Aufgeschnappt (12) – Was man mittags in der City so hört: Wenn Familienunternehmer illoyal werden zu ihren weiblichen Führungskräften und sie zum Teufel jagen, weil sie Mutter werden

Stellen Sie sich vor, sie wollen nach sieben Jahren im Unternehmen mit Ihren Kollegen Ausstand feiern. Mit Kuchen, in ihrem Büro. Und keiner kommt. Weil sich niemand traut. Der jungen Vize-Marketingchefin eines Familienunternehmens erging es genau so, erzählt mir ein Top-Anwalt von einem Nachwuchstalent.

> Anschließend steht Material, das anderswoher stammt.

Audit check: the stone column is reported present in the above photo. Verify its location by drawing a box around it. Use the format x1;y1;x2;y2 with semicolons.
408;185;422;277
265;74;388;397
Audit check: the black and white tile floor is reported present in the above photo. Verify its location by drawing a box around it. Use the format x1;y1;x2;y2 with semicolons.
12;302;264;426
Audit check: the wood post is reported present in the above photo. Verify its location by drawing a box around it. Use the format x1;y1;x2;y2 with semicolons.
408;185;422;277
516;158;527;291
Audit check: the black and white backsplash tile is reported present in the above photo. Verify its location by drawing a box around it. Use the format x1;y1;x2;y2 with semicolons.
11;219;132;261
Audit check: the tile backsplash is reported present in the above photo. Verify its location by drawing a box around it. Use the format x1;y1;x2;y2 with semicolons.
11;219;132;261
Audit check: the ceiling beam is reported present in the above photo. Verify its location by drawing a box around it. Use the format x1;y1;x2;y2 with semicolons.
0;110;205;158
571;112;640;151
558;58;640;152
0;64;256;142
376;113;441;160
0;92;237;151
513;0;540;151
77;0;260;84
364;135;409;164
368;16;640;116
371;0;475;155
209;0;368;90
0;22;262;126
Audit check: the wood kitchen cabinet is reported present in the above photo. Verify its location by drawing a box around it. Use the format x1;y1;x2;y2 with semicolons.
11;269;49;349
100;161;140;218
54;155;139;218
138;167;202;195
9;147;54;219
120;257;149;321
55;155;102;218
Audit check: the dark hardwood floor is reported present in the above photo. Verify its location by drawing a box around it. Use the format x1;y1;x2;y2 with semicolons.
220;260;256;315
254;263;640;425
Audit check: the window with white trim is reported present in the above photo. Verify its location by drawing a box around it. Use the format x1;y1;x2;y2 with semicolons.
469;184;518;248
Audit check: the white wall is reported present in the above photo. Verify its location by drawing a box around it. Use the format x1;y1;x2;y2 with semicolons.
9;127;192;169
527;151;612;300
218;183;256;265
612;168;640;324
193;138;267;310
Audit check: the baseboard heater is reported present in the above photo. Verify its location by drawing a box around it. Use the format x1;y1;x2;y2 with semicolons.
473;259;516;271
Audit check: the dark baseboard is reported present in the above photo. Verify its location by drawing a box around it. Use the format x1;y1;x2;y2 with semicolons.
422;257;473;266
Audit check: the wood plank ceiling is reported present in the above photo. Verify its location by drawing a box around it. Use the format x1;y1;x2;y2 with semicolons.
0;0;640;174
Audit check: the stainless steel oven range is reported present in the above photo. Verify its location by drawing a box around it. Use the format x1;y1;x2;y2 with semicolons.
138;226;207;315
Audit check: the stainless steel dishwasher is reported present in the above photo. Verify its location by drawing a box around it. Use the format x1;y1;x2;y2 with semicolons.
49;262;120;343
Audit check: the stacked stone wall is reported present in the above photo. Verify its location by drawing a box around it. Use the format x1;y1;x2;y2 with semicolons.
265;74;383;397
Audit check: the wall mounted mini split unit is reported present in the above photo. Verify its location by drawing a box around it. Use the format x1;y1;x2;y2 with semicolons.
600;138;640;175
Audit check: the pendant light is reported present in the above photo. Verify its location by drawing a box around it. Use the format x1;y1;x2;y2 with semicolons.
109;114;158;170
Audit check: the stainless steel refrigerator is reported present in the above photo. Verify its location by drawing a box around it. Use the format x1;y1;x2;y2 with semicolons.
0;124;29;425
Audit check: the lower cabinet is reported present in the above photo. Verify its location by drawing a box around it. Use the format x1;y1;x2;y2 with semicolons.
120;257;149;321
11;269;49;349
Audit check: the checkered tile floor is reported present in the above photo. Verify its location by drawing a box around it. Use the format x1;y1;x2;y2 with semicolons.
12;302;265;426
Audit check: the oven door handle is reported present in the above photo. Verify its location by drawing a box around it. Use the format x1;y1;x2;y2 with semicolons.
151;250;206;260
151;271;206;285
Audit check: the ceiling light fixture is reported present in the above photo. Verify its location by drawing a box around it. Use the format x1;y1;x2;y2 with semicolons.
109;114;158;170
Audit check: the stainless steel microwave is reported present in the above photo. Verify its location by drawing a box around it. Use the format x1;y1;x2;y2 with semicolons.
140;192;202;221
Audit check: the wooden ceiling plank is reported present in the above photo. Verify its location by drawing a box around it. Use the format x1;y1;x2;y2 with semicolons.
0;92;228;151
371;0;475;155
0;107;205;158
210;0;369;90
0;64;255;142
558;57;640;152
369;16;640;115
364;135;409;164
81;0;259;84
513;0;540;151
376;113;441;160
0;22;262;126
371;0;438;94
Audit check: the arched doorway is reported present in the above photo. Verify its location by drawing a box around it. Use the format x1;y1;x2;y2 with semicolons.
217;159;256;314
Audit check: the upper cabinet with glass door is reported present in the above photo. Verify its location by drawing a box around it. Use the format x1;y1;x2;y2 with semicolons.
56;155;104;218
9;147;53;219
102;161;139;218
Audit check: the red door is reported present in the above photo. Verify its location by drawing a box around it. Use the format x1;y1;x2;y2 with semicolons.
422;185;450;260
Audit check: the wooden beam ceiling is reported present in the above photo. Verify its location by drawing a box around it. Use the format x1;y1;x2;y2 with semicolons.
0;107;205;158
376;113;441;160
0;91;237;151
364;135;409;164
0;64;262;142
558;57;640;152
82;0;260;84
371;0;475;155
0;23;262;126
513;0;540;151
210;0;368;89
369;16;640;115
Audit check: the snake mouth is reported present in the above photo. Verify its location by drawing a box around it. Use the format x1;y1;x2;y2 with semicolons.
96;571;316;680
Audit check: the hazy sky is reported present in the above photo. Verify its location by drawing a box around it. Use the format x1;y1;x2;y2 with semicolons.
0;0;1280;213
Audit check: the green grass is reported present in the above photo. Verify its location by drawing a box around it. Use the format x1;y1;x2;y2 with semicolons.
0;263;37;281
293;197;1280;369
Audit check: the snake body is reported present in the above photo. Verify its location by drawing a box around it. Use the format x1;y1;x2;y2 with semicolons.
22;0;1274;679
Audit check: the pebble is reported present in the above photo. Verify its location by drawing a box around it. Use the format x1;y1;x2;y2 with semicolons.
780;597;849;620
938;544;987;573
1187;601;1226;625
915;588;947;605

Nachdem sie schwanger wurd, ein Baby zur Welt brachte, ein Jahr zuhause blieb und dann in Teilzeit – mit einer halben Stelle – wieder zurück ins Unternehmen kam.

 

„Das wird hier nichts mehr für Sie“

Was war passiert: Als die junge Frau – nennen wir sie Anna – ein Jahr nach der Geburt ihres Kindes bei ihrem Arbeitgeber, einem Traditionsunternehmen, wieder antrat, sagte ihr der Geschäftsführer unverblümt ins Gesicht: „Mit Kind und in Teilzeit? Das wird hier nichts mehr für Sie.“ Soweit so erniedrigend, zumal im 21. Jahrhundert. Und obwohl man ihr zuvor immer ihre Karriereperspektiven klar aufgezeigt hatte. Sie sollte eigentlich der nächste Marketingchef werden.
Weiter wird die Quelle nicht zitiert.